Smoltz, who said he never had to deal with pitch counts when he was a young boy, had an interesting thought.

“One suggestion I would have is if Major League Baseball is trying to find a way to get their foot in the door it’s going to have (to be) a reverse curve, and I would think youth baseball needs to start with a 1-1 count,” he said. “That’s one way to help not have a kid just pound the pitches every game. Just start it with a 1-1 count and limit it that way. But we’re trying very hard to fix an issue that nobody’s paying attention to the information.”

Tierney thought it was an interesting proposal.

“That’s cool,” he said. “That would speed up the game. It would be good for pitchers (more so than hitters).”

“That would help the pitcher more than the hitter,” said CHS assistant coach Matt Morgan, whose sons play Little League.

Maddux said he always tries to stress safety.

“You know, I just did what I can to teach them how to pitch,” he said. “I tried to teach them routines and safety was a big part of it.
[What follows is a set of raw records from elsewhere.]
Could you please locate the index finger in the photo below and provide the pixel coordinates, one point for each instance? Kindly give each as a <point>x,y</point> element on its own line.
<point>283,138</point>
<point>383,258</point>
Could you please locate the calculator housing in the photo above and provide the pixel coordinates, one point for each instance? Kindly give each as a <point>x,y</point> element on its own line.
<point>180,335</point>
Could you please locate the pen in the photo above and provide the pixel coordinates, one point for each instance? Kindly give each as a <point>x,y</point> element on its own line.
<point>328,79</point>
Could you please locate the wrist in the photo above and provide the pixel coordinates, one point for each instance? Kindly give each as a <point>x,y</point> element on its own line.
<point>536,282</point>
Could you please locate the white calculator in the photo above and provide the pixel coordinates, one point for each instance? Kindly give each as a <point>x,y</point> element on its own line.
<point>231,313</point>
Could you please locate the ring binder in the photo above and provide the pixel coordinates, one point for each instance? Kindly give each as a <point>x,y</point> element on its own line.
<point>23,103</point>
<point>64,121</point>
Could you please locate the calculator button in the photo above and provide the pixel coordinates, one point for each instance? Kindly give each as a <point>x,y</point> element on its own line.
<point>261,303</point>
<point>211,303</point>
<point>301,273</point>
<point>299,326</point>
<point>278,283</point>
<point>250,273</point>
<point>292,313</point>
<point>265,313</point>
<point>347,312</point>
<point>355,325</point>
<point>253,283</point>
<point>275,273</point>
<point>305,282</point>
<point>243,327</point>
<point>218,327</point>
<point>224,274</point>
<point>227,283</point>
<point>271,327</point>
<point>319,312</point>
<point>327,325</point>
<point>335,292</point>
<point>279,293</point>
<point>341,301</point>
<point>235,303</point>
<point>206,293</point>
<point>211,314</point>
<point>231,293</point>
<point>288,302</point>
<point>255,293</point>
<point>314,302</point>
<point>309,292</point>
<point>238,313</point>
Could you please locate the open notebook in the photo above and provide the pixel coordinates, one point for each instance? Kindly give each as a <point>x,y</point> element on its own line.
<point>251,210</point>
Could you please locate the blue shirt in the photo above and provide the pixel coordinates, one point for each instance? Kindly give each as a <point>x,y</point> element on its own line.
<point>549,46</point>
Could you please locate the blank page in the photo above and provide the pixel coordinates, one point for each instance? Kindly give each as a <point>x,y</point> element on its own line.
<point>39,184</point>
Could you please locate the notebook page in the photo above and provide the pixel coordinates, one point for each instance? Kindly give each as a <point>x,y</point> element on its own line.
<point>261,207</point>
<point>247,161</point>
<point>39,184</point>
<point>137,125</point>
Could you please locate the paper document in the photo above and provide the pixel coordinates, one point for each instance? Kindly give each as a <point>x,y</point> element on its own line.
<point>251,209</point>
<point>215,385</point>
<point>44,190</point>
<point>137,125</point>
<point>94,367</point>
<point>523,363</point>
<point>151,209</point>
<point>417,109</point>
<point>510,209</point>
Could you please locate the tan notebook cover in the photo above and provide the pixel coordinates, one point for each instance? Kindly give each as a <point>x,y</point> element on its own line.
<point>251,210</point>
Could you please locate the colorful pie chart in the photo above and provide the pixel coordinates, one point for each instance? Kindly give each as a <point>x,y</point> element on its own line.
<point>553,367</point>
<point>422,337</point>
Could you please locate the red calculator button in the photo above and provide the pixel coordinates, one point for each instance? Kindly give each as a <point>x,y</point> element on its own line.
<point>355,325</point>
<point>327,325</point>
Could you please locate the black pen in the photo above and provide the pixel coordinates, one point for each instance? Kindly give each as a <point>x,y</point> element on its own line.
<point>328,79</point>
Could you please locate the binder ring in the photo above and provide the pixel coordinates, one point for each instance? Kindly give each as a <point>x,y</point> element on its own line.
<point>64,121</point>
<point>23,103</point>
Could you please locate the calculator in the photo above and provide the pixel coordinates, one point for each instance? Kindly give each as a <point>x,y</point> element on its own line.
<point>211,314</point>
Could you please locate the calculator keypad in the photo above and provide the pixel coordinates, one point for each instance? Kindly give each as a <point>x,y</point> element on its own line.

“I think if one of my pitchers threw more than 30 pitches he couldn’t pitch the next day. If he was under 30 he could. He couldn’t pitch two days in a row. And then I just got him on throwing programs between starts with the starters and all that stuff. Just kind of basic, common sense type stuff that I learned in the minor leagues basically I tried to pass down to the high school kids.”

THE CURVE

Throwing a curve has historically been one of the great debates in youth baseball.

“As far as throwing a curveball, you know, the old adage was you shouldn’t throw it before the age of whatever,” Smoltz said. “But that varies for people and their body and their growth.

“I think the biggest thing is the curveball, which properly thrown, probably, and Dr. Andrews can speak to this better than I can, is probably a little easier on your arm than the slider, but how many people know how to throw it properly at 12 and 11 and 10? All you’ve got to do is watch the Little League World Series, and you’ll see four to five pitches that these kids have already. I just don’t understand it.”

Andrews injected some levity with his response.

“As far as throwing a curveball, it’s pretty simple,” Andrews said. “Our recommendations for throwing a curveball is when they shave. That takes out the age differential. That just means when they go through puberty.

“Now, the problem with a curveball, if you throw it with proper mechanics, we’ve proven in our lab that there’s no greater forces across your shoulder and elbow throwing a curveball properly with good mechanics than throwing a fastball. The problem is for me at least is a curveball is a highly developed neuro muscular control pitch that most kids can’t throw with good mechanics.

So that’s basically where we are with that.”

Neither Tierney and Morgan allow their kids to throw too many curveballs.

“Until this year, Kobe threw a fastball and change-up, and it wasn’t a very good change-up,” Morgan said. “If he throws 80 pitches in a game, he probably throws eight or nine curveballs.”

“I’ll let Eddie occasionally throw a curveball,” said the elder Tierney, who pitched on the 1988 team that finished just short of qualifying for the Little League World Series. “I threw a lot of curveballs when I was younger; really snapped it (the elbow) down, and I was done pitching by the time I was 15.”

The one regret Smoltz has is that he never learned to throw a change-up.

“If I could go back in time and do one thing, I would have learned the change-up,” Smoltz said. “Two greatest examples on my baseball team with Maddux and Glavine, and I never could learn a change-up. I would teach fastball/changeup until 14 or 15, whatever the league, and that’s what I would do.”

Tierney agreed.

“The best pitch in the game is the change-up,” Tierney said. “It’s the best pitch in Major League Baseball, too.”